Unter Männern: ‚Billy Budd‘ in der Deutschen Oper Berlin***

Die Oper von Benjamin Britten (uraufgeführt 1951 in London) beruht auf einer Erzählung des Amerikaners Herman Melville. Sie spielt auf einem Kriegsschiff im Dienst des englischen Königs während der Napoleonischen Kriege. Der zwangsrekrutierte, neue Matrose Billy Budd, ein freundlich- naiver Sunnyboy, wird von den Mit-Matrosen sehr bewundert und geschätzt, erregt aber das Misstrauen des bösartigen Waffenmeisters Claggart. Dieser versucht ihn beim hochangesehenen und erfahrenen Kapitän Vere der Meuterei anzuschuldigen. Als Vere daraufhin Billy mit Claggert konfrontiert, kommt es zu einer heftigen Auseinandersetzung, in deren Verlauf der erregte Billy seinen Ankläger Claggert durch einen Faustschlag tötet. Vere verurteilt Billy zum Tod durch Erhängen – ob er dazu durch das Gesetz gezwungen war, ob er der Umstände wegen Gnade hättte gewähren können, oder ob er in Zeiten der Revolution weitere Meutereien verhindern wollte, bleibt offen. Nach Billys öffentlicher Hinrichtung auf dem Schiffsdeck jedenfalls, fügen sich die murrenden Matrosen widerwillig der Schiffs-Obrigkeit. Im Epilog – Jahre später – räsoniert der altgewordene Kapitän Vere über seine damalige Entscheidung und tröstet sich damit, dass Billy das Todesurteil ohne Klage akzeptiert hat.

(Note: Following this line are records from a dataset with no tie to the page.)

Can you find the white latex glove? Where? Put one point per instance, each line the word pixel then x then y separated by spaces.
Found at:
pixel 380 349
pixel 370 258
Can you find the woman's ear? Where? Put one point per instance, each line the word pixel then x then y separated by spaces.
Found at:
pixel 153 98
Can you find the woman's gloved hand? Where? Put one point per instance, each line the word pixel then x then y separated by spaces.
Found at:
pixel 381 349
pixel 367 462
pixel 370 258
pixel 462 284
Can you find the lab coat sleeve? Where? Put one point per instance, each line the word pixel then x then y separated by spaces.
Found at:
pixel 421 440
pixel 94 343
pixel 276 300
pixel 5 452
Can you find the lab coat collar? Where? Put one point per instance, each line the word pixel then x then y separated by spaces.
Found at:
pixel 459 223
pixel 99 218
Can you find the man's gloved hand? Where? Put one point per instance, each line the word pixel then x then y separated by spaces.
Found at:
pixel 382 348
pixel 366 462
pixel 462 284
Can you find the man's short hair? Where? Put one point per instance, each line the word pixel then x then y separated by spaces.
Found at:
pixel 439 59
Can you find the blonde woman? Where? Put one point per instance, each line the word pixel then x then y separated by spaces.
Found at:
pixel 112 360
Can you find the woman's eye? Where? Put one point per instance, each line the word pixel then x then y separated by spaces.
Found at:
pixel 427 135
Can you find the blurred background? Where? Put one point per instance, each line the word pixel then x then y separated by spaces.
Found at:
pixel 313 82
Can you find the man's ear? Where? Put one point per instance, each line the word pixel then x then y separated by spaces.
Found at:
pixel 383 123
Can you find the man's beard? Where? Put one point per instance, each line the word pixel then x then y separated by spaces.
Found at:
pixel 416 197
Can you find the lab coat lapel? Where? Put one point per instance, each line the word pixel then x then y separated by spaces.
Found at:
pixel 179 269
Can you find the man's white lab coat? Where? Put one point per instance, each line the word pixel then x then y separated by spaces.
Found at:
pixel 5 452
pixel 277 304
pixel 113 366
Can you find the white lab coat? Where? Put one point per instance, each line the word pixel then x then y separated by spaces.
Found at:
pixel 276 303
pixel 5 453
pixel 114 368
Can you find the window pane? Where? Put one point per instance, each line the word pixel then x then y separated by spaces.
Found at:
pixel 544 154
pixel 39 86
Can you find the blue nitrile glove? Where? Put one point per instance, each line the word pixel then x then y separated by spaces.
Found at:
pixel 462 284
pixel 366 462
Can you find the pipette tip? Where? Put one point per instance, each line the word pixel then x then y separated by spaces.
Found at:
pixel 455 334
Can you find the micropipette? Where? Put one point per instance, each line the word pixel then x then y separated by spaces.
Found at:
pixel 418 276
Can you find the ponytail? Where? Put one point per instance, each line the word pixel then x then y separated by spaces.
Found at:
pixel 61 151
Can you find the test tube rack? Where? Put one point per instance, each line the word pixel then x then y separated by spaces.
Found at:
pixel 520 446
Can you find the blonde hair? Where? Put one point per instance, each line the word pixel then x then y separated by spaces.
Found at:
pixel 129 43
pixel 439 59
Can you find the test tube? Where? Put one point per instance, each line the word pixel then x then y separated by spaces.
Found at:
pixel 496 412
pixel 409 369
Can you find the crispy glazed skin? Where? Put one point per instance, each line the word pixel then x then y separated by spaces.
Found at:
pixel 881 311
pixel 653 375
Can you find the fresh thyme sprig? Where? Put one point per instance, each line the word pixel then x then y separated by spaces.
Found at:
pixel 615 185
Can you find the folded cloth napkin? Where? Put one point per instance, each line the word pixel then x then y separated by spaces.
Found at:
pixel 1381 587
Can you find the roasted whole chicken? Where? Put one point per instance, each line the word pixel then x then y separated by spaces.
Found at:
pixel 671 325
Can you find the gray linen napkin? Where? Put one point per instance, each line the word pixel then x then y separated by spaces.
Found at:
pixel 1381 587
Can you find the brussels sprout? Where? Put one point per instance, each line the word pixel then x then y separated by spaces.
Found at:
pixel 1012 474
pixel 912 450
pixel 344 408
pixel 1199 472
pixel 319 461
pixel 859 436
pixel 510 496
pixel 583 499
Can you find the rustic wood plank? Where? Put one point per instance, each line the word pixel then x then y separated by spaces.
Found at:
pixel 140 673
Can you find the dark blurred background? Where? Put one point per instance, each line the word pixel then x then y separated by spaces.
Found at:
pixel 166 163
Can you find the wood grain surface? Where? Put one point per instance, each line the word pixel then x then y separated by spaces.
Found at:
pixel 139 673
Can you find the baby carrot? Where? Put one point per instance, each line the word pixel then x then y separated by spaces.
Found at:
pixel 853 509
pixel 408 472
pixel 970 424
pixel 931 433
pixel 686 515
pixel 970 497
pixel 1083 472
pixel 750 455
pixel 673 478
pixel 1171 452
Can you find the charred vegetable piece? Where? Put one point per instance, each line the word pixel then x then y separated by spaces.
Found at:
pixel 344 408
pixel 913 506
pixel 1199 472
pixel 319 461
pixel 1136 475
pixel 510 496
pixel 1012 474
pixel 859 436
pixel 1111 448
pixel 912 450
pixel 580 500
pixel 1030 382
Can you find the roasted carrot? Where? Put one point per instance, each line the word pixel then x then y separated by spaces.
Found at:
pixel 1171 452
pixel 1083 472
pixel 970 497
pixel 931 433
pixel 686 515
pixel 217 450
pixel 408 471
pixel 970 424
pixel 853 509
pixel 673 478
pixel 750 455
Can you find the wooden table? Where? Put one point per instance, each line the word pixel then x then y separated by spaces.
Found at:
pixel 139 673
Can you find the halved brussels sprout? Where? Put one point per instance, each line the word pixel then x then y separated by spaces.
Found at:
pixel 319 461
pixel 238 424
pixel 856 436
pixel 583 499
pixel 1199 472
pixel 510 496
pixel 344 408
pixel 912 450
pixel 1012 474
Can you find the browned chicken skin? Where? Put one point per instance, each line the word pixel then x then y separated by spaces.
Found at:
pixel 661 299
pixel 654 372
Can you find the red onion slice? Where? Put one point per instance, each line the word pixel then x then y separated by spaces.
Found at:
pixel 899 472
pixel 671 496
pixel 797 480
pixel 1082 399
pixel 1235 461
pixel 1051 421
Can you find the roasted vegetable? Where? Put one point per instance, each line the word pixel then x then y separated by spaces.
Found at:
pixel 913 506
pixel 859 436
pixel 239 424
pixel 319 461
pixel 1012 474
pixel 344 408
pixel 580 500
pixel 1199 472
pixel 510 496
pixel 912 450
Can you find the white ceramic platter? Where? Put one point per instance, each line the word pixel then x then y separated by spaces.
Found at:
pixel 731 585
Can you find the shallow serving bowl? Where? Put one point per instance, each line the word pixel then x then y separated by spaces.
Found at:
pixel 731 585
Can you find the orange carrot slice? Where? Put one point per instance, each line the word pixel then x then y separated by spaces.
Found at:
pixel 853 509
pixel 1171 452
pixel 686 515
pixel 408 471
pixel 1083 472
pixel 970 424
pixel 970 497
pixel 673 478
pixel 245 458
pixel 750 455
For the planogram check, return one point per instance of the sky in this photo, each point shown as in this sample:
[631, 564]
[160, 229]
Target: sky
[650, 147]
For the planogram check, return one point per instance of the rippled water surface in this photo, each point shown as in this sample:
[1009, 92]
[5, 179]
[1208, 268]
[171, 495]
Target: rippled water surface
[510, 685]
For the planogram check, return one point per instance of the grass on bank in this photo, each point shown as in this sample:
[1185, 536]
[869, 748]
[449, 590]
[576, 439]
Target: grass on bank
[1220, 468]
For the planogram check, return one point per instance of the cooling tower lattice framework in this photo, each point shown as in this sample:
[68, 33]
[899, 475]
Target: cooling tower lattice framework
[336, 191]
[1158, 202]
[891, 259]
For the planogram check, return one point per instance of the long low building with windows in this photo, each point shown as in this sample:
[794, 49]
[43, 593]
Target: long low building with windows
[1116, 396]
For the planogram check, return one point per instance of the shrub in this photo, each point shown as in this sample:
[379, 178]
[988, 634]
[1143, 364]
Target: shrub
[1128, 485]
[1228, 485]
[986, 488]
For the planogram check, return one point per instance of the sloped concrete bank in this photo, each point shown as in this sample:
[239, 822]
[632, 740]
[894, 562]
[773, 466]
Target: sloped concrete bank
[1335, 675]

Die (in einer 1960 revidierten Fassung) zwei-aktige Oper konzentriert sich ganz auf die inneren Spannungen zwischen dem naiv-guten Billy Budd, dem böswilligen Claggart und dem Kapitän Vere, der Psychologie und Verhalten der beiden zwar klar durchschaut, aber im Umgang und Handeln mit dieser Situation unsicher ist und schwankt.
In Brittens Musik – tonal grundiert, mit ein paar Dissonanzen gewürzt – spielt das Meer die zentrale, begleitende Rolle -  ob lyrisch ruhig oder stürmisch bewegt. Matrosen-Lieder oder Schiffs-Signal-Töne werden raffiniert einbezogen, die Männer-Chöre der Seeleute schäumen immer wieder effektvoll auf.
Donnald Runnicles leitet das klangvoll aufspielende Orchester der Deutschen Oper  sicher durch Brittens mal still leuchtende, mal stürmisch rauschende Meereswogen. Wuchtig der von William Spaulding einstudierten Herren-Chor, einschliesslich eines Ensembles frisch klingender Knaben. John Chest singt mit weichem Bariton einen blond-empfindsamen Billy Budd, Gidon Saks überzeugt als Jago-ähnlicher, dunkelstimmig-teuflicher Gegenpart Claggert und Burkhard Ulrich charakterisiert mit seinem hellen Tenor den zwischen Gesetz, Recht und Gnade schwankenden Kapitän Vere.
Die Inszenierung von David Alden ist eine Übernahme von der Englischen Nationaloper London, wo sie im Juni 2012 Premiere hatte. Der Regisseur versucht geschickt zu abstrahieren, die Geschichte zwar real nachzuerzählen, aber zugleich ins Allgemeine zu übertragen. Die verdeckten homoerotischen Motive im Verhältnis der Männer untereinander werden angedeutet, spielen aber nur eine untergeordnete Rolle. Die (Einheits-)Bühne von Paul Steinberg wird beherrscht von einer hölzernen, balken-verstärkten Schiffs-Bauch-Wand, die Kostüme – meist dunkle Hosen, Jacken oder lange, matt glänzende Mäntel – passen zu jeder Epoche zwischen 1797 (dem Jahr von dem im Prolog die Rede ist) und heute. Die Personen singen meist direkt ins Publikum, ihre Bewegungen sind eher zeichhaft, dennoch dramatisch aufgeladen: Matrosen klettern und ziehen dicke Taue, der Kapitän hält Kriegs- und Gerichtsrat in einer schmalen, weissen Zelle, aus einem riesigen Kannonenrohr knallt kurz einmal ein Kugelblitz, Billy Budd räsonniert nach seiner Verurteilung hoch zwischen den Schiffs-Wand-Balken gleichsam wie in einer Todeszelle und am Ende, im Epilog, sinkt der alte Kapitän Vere vor einer herabgelassenen, pechschwarzen Wand stumm und tonlos zu Boden.
„Billy Budd“ – eine selten gespielte Oper, ein wenig plakativ in Bild und Ton, aber überzeugend in ihrem menschlichen Impetus.